Nobody was forcing my mother to do [child marriage] but, there was still this secrecy. I remember I was told to even hide it from my siblings, my sisters, and anybody else in the house.

What made you become vocal about menstrual health?

In 2022, when I was in college, we had massive floods that drowned a third of our country. Something that [some friends and I] saw was that period needs are being neglected, left and right. [The neglect is not new but] the relief efforts ignored period needs. And we started campaigning through social media.

We realized that there was a lot of backlash to talking about periods openly, and that shifted our focus and made us realize that we have the power to mobilize funds and actively do something on our own, on the ground.

I went to Balochistan with the medical team — I just hitched a ride with them — and I was giving out pads. I met people who were living in a relief camp, and they had one rag and the sisters would use that rag interchangeably. They'd wash it in the flood water and give it to the other sister to use. That shook me to the core.

What do women do when they don't have access to pads?

The most common method — that I have also used a lot — is to use a cotton pad. So you just take a piece of cloth and [make it into a pouch, then] you stuff cotton inside it. The main problem with that is that when you wash it you cannot dry it out in the sunlight [which is a natural disinfectant], because then everybody would know that you were menstruating and there is a huge stigma. So what people do is that they dry it inside the rooms [and] that can lead to a lot of bacterial growth inside of it because it cannot be fully dried. This can cause [vaginal problems, including irritation and reproductive tract infections].

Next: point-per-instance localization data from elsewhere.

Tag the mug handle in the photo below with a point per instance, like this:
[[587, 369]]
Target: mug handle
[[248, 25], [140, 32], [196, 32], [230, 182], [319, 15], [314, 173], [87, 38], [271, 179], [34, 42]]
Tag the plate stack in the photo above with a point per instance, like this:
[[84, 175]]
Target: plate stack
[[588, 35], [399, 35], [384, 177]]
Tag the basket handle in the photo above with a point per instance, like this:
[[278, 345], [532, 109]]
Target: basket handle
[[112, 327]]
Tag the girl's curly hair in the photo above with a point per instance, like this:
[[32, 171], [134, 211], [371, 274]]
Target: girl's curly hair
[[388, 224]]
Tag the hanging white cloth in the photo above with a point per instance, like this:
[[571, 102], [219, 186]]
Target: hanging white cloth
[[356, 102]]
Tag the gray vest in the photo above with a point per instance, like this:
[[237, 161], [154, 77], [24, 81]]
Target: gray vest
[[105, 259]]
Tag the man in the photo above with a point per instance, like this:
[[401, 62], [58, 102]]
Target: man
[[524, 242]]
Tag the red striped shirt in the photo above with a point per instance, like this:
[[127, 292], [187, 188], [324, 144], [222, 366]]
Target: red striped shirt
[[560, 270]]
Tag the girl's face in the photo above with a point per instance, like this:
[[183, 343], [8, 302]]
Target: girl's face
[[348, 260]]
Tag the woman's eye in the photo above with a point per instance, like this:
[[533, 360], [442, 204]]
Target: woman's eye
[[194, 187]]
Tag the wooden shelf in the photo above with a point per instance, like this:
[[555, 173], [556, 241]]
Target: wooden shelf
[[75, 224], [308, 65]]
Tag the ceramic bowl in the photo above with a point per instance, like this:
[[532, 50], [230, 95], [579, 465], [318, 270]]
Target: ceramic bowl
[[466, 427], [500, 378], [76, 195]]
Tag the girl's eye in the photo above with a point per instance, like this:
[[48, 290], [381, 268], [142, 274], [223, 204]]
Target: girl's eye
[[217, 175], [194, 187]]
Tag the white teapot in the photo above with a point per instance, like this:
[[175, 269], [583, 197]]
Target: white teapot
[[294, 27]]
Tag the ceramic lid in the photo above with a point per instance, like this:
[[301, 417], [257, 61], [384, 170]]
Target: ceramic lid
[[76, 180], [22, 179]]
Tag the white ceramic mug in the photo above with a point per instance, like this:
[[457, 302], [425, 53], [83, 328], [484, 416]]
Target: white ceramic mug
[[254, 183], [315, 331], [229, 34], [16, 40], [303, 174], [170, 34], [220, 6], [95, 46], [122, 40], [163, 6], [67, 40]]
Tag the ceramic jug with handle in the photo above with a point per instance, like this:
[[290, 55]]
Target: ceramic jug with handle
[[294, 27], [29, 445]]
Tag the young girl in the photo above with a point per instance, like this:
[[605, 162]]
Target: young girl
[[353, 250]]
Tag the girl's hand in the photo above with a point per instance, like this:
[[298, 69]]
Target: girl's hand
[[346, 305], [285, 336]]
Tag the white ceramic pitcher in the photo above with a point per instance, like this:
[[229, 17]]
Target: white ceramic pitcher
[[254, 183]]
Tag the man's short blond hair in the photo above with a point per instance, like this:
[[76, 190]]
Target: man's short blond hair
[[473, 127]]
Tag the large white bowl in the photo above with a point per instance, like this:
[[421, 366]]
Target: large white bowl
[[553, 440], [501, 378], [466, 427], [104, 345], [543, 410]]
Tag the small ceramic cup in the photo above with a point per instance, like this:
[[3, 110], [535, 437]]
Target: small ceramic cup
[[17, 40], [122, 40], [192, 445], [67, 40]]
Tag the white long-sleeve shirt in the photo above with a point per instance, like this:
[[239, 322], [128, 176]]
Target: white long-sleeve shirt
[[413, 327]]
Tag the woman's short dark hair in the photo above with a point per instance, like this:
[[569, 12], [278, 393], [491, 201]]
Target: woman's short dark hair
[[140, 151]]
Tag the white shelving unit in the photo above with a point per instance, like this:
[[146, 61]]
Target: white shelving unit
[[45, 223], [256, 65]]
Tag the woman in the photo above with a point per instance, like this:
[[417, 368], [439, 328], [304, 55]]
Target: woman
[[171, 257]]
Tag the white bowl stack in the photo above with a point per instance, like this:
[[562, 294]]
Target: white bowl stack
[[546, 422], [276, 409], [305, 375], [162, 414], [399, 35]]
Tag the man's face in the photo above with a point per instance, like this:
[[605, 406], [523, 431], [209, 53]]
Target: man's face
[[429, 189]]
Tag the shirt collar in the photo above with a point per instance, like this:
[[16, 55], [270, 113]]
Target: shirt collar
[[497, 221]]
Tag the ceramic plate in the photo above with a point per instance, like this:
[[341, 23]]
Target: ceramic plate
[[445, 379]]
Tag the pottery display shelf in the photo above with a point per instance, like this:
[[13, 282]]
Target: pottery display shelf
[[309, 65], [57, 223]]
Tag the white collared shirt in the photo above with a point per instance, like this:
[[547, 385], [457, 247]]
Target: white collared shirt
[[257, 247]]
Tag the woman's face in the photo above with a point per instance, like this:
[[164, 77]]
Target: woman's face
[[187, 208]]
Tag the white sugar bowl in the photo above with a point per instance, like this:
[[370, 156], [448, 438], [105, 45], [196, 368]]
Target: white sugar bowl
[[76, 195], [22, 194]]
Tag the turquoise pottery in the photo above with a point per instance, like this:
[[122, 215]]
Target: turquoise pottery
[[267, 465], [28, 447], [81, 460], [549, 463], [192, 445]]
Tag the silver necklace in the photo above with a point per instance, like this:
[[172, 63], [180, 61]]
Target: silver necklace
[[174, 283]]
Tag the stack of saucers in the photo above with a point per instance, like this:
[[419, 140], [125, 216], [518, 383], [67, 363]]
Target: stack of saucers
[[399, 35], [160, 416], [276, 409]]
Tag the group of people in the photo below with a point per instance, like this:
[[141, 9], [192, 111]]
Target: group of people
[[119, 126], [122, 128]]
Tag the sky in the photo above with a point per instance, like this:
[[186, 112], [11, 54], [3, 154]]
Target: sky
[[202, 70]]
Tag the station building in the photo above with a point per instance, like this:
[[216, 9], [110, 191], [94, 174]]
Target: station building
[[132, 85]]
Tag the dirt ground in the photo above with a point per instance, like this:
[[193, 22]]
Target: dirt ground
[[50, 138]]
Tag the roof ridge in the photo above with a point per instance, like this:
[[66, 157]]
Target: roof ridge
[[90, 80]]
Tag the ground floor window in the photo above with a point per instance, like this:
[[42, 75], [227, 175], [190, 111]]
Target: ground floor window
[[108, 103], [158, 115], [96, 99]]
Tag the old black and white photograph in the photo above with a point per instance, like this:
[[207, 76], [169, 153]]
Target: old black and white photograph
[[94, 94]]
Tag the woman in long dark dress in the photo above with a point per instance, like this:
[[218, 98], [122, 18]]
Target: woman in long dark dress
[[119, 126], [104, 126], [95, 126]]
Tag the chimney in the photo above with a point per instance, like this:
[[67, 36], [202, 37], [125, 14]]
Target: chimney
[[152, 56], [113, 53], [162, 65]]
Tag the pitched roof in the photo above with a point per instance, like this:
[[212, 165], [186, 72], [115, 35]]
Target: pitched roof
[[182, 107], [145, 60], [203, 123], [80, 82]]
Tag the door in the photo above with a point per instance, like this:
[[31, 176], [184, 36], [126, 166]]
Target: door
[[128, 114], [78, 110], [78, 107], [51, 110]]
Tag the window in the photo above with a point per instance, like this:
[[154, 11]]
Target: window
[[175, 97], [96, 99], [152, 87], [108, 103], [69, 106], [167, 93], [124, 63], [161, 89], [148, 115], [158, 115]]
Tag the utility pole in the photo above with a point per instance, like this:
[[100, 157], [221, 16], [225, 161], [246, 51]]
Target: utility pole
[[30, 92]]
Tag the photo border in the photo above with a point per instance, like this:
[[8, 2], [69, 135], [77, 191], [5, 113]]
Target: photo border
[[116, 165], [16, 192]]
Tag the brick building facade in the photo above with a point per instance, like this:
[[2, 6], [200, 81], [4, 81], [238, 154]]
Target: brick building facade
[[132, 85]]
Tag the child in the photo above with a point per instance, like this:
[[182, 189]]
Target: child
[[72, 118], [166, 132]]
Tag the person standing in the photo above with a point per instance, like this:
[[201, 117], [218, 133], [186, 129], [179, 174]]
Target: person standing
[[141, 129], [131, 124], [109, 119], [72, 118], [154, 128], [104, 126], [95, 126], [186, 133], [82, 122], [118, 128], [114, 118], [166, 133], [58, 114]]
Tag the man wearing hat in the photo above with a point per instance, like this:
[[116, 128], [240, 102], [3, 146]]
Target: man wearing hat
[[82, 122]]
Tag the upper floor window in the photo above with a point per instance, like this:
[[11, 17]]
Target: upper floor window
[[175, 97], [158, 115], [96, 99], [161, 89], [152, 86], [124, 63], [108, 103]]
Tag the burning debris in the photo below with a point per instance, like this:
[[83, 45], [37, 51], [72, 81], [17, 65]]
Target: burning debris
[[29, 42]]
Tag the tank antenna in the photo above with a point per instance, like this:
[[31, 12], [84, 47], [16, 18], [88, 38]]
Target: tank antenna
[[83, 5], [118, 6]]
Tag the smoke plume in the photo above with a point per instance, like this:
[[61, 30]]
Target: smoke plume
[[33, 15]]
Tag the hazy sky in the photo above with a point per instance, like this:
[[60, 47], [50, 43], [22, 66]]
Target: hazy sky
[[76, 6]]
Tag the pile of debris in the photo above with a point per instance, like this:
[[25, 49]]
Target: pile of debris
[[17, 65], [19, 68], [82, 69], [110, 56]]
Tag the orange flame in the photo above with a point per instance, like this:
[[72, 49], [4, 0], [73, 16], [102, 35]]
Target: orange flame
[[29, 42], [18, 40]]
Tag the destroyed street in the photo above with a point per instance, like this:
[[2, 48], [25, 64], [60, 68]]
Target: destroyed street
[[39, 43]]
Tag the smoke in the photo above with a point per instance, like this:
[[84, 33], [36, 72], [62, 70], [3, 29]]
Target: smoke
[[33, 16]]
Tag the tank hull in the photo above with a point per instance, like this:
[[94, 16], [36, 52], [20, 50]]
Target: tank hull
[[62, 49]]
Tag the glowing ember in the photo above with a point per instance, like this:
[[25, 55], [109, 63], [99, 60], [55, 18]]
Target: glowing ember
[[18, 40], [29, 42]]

A lot of people cannot even afford that cotton to put inside the cloth, so they just wrap the cloth multiple times or sometimes people stuff the cloth with mud or sand to make it absorbent. That is something they do in a lot of tribal areas.

Other people have said to us: We don't even wear panties, can you give us waist bands? It's like an elastic band that can be tied around their waist so they can take a piece of cloth and use that for their period.

Tell us about the lawsuit you're championing.

Like many countries in the world, Pakistan imposes a luxury tax on period products. They're not taxed as normal sales items and they're not given the exemption of essential items.

We have a section in our Constitution — it's called Article Six — that gives an exemption to a lot of products that are considered essential items, like medical supplies and, for the cattle industry, cattle semen is considered essential — and period products are not. Instead, there's almost 40% of tax on pads.

So what the lawsuit does is really simple: The lawsuit is challenging the fact that period products are taxed as luxury items. It's saying this tax is discriminatory because mostly the men are not using them, so it puts an unfair burden on women and the people who cannot afford it. We want to see the taxes removed and the products classified as essential items.

It was filed in September. But because of the unstable political and judicial nature of our country, we are waiting to receive a hearing date to proceed. But at the same time, we are bracing ourselves for a very long battle. In Nepal, they just got rid of this tax but it took them four years.

If the lawsuit succeeds, what would happen? Are you optimistic?

We're being realistic also because it doesn't automatically make period products cheaper. So when India got rid of this tax in 2019, there are studies that indicate that period products didn't end up becoming cheaper. So we are not thinking of an immediate huge reduction in the price, but it will create some degree of impact we hope, and it will also have symbolic value.

It [would be] a big step but, I would say at the same time, it's a very, very long journey.